أَتُرِيدُونَ أَنْ تَجْعَلُوا لِلَّهِ عَلَيْكُمْ سُلْطَانًا
مُبِينًا
Inginkah kalian
mengadakan alasan yang nyata bagi Allah (untuk menyiksa kalian)? (QS. An-Nisa’ [4]: 144)
Kalau kalian tidak mengambil sebuah
pelajaran, nasehat
dari ap-apa yang
pernah terjadi sebelumnya. bagaimana
kelompok seperti mereka ini mendatangkan kerusakan yang luar biasa, kemudian kalian ikut-ikutan kena
pengaruh mereka maka salahkan dirimu
sendiri.
Mengetahui keadaan orang-orang
seperti mereka akan menyebabkan orang yang berakal sehat lari menjauhi mereka.
Orang yang berakal sehat, cerdas, menginginkan kebaikan, kebenaran dan petunjuk
akan mengetahui bahwa kaum tersebut adalah orang-orang yang menjauhi/
berseberangan dengan agama, petunjuk, jalan
dan sunnah Rasulullah shallallahu ‘alaihi wa sallam; mereka sama sekali bukan orang-orang yang
berada di atas ajaran nabi, thariqah nabi, sunnah nabi Shalallahu ‘alaihi
wassalam. Bisa kita
bedakan jelas sekali bagaimana dalam hadits-hadits sebelumnya disebutkan nabi
menghadapi masyarakat arab, apalagi banyak dari mereka orang-orang yang ummi. Bandingkan
bagaimana perlakuan nabi kepada mereka dengan perlakuan Abu Maryam al Mukhlif dan
kelompoknya terhadap masyarakat kita. Dengan merenungkan hal itu, ia akan bisa menjauhi mereka
dan menjauhi jalan mereka. Akhlaknya, tidak mungkin akhlak2 seperti itu akan bisa
ditiru, cara2 berdalil, cara memahami dalil yang samprangan. Dan orang yang
berakal ia
tidak akan memberi peluang bagi mereka untuk menguasai dirinya dengan
bisikan-bisikan dan keragu-raguan mereka.

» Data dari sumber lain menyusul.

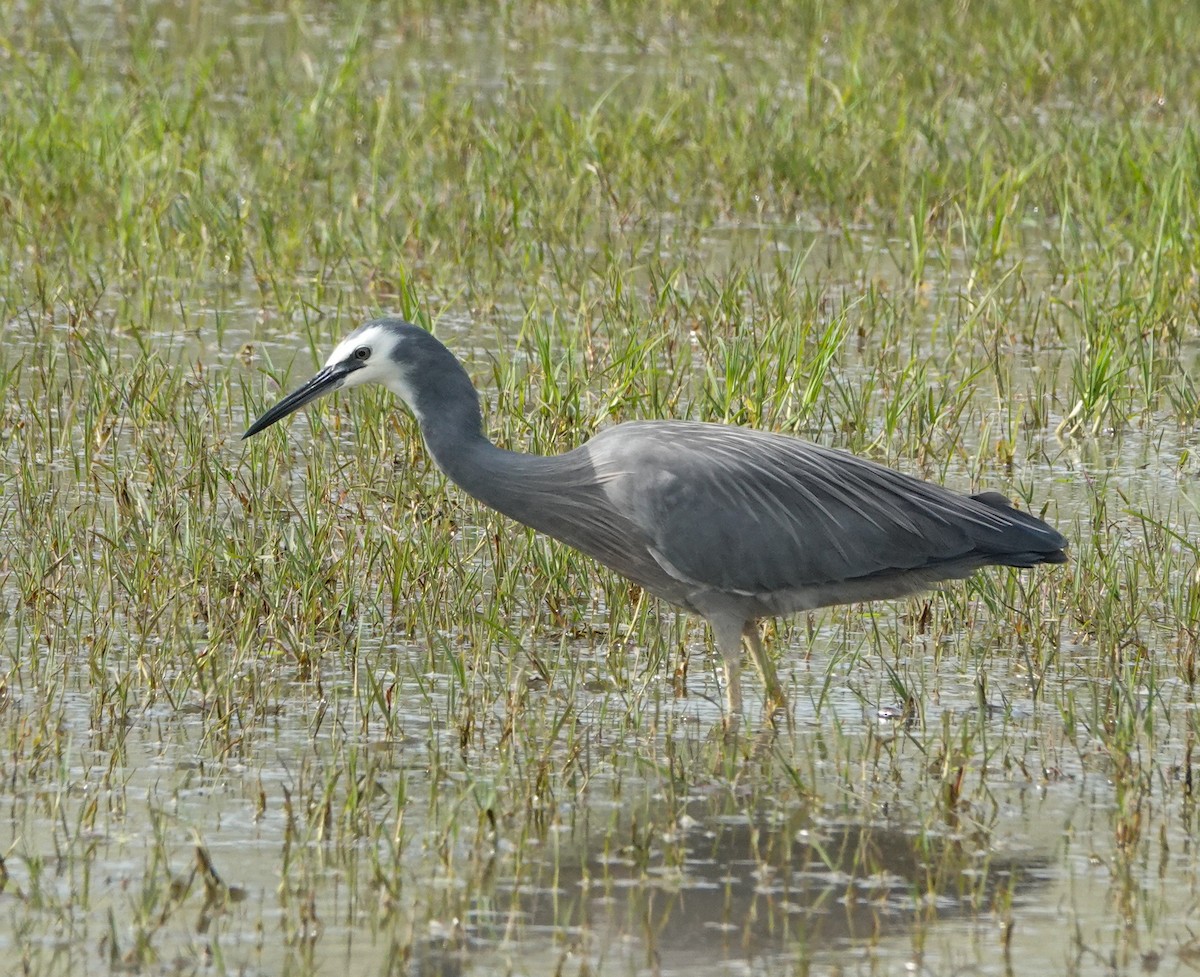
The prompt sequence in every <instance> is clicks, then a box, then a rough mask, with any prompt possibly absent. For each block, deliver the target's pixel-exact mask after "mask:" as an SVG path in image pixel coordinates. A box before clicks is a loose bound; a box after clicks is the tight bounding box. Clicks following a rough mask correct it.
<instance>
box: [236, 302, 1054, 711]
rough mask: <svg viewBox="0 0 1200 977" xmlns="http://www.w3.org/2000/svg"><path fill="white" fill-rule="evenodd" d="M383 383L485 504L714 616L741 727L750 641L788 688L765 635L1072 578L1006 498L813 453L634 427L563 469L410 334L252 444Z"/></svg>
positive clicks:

Akan berlindung dan berhati-hati dari
istidlalnya, dari akhlaknya, dari apaya sudah kelihatan buruknya maka dia akan
berhati2 menghindar menjauhi cara-cara yang seperti itu.
Keempat
Berpegang teguh dengan
perkara-perkara yang baku, kokoh, jelas, dan pasti secara tegas (qath’i, tidak menerima
nash/ tidak mungkin dihapus, tidak menerima perubahan, tidak menerima takwilan
lain) sudah jelas itu
bagian dari ajaran Islam, diketahui oleh seluruh umat Islam (al-ma’lum min ad-din). Dimana baik
muslim awam atau ulama muslim sama-sama tahu bahwa itu ajaran islam. Nah, yang
muhkam-muhkam seperti itu, qot ‘i itulah yang dipegangi.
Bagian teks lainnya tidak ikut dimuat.